7 Largest AI Models Ever Trained by Parameter Count

7 Largest AI Models Ever Trained by Parameter Count

Ranking the seven largest AI models by parameter count, from Switch Transformer (1.6T) to GPT-3 (175B), with specs and training compute.

6 min. čítaniaAktualizované 6/2026
Elena Vasquez
Elena Vasquez

The largest AI models ever trained now reach over one trillion parameters, pushing the boundaries of language understanding, reasoning, and generation. This guide ranks the seven biggest models by confirmed parameter count, with details on architecture, training compute, and publication date — figures are based on publicly available data as of early 2026 and may have changed.

1. Switch Transformer (1.6 Trillion Parameters)

Google’s Switch Transformer, introduced in January 2022, remains the largest confirmed dense model — but it achieves its scale through mixture-of-experts (MoE) design, where only a fraction of parameters are active per inference. It uses 1.6 trillion total parameters with a top-1 routing mechanism, selecting one of 2048 experts per token. Switch Transformer achieved a 4x speedup in training over previous MoE models while maintaining competitive perplexity on C4 and SuperGLUE benchmarks. Despite its size, inference is feasible because only about 9.5 billion parameters are activated per token.

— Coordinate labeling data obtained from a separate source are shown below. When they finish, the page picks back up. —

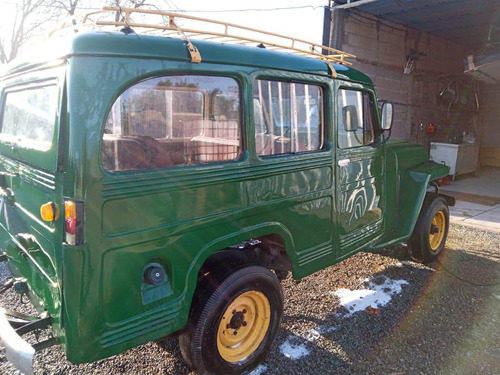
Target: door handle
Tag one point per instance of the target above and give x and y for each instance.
(344, 162)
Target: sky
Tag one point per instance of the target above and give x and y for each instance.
(302, 19)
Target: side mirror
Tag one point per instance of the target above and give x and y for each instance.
(387, 116)
(350, 117)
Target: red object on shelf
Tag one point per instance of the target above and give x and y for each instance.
(430, 129)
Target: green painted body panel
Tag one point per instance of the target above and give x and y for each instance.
(177, 217)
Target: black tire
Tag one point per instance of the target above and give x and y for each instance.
(248, 303)
(430, 233)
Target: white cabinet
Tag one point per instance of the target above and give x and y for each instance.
(461, 159)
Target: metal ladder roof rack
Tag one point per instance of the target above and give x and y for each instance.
(202, 28)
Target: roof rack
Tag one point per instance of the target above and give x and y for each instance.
(172, 24)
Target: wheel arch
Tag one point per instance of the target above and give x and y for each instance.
(221, 249)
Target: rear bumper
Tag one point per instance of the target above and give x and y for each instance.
(19, 352)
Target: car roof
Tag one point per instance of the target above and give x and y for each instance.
(135, 45)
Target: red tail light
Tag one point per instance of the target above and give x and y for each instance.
(73, 222)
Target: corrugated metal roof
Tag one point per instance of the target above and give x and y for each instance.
(466, 22)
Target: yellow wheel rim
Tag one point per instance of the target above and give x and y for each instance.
(438, 227)
(243, 326)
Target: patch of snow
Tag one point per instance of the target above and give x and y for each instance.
(293, 351)
(259, 370)
(378, 294)
(312, 335)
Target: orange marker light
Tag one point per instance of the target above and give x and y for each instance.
(73, 222)
(49, 211)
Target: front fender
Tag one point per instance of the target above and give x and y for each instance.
(412, 189)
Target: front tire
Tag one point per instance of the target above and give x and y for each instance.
(430, 233)
(233, 330)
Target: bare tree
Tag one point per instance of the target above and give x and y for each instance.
(29, 16)
(32, 17)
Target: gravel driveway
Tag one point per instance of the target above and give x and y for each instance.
(422, 319)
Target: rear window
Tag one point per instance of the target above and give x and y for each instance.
(29, 117)
(172, 121)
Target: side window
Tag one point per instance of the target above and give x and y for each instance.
(29, 117)
(355, 125)
(171, 121)
(288, 117)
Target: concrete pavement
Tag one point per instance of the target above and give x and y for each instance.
(478, 199)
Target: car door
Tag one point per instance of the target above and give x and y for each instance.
(30, 180)
(359, 170)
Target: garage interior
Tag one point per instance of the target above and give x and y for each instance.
(438, 61)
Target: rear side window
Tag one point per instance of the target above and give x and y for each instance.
(29, 117)
(171, 121)
(288, 117)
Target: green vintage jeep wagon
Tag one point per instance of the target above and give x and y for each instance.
(161, 183)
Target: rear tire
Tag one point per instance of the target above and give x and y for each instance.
(232, 328)
(430, 233)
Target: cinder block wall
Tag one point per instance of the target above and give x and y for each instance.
(382, 50)
(490, 140)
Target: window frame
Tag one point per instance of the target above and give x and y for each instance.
(29, 143)
(321, 107)
(208, 100)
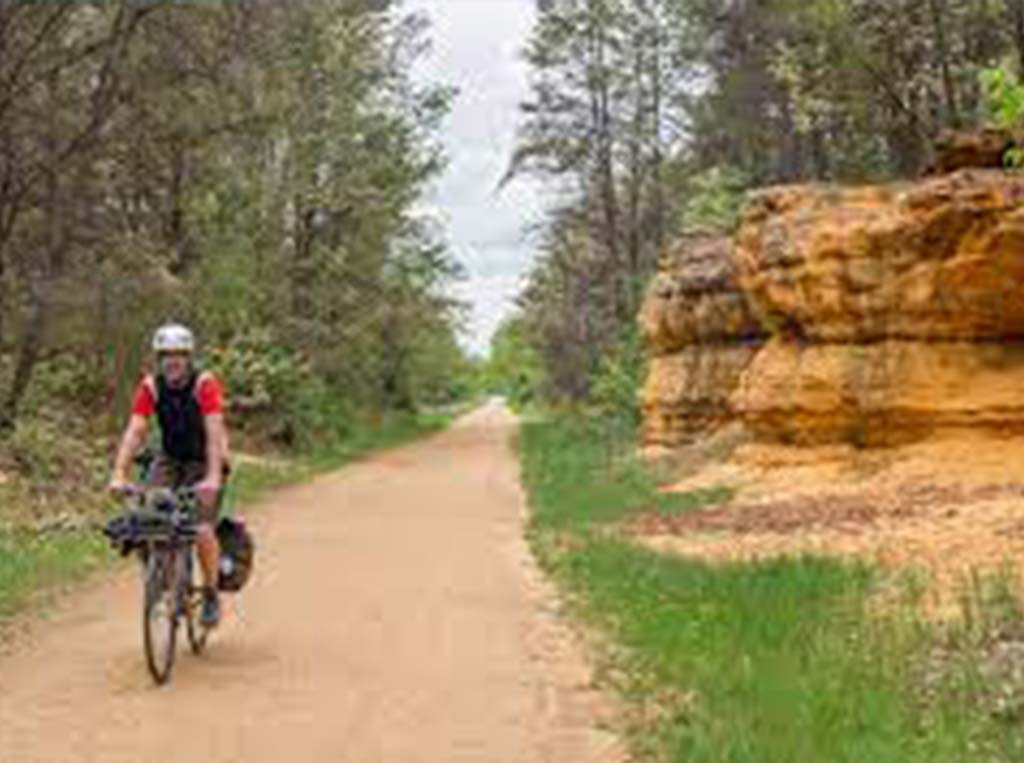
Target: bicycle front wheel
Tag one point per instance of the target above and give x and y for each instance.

2. GLaM (1.2 Trillion Parameters)

Google’s Generalist Language Model (GLaM), described in a December 2021 paper, packs 1.2 trillion parameters across 64 experts using MoE architecture. GLaM was trained on 1.6 trillion tokens from web pages, books, and news, and achieved strong zero-shot and one-shot results across 29 NLP tasks. Despite having 7× more parameters than GPT-3, GLaM required only 1/3 of the training energy due to its sparse activation. The model was never publicly released, but its architecture influenced later MoE designs.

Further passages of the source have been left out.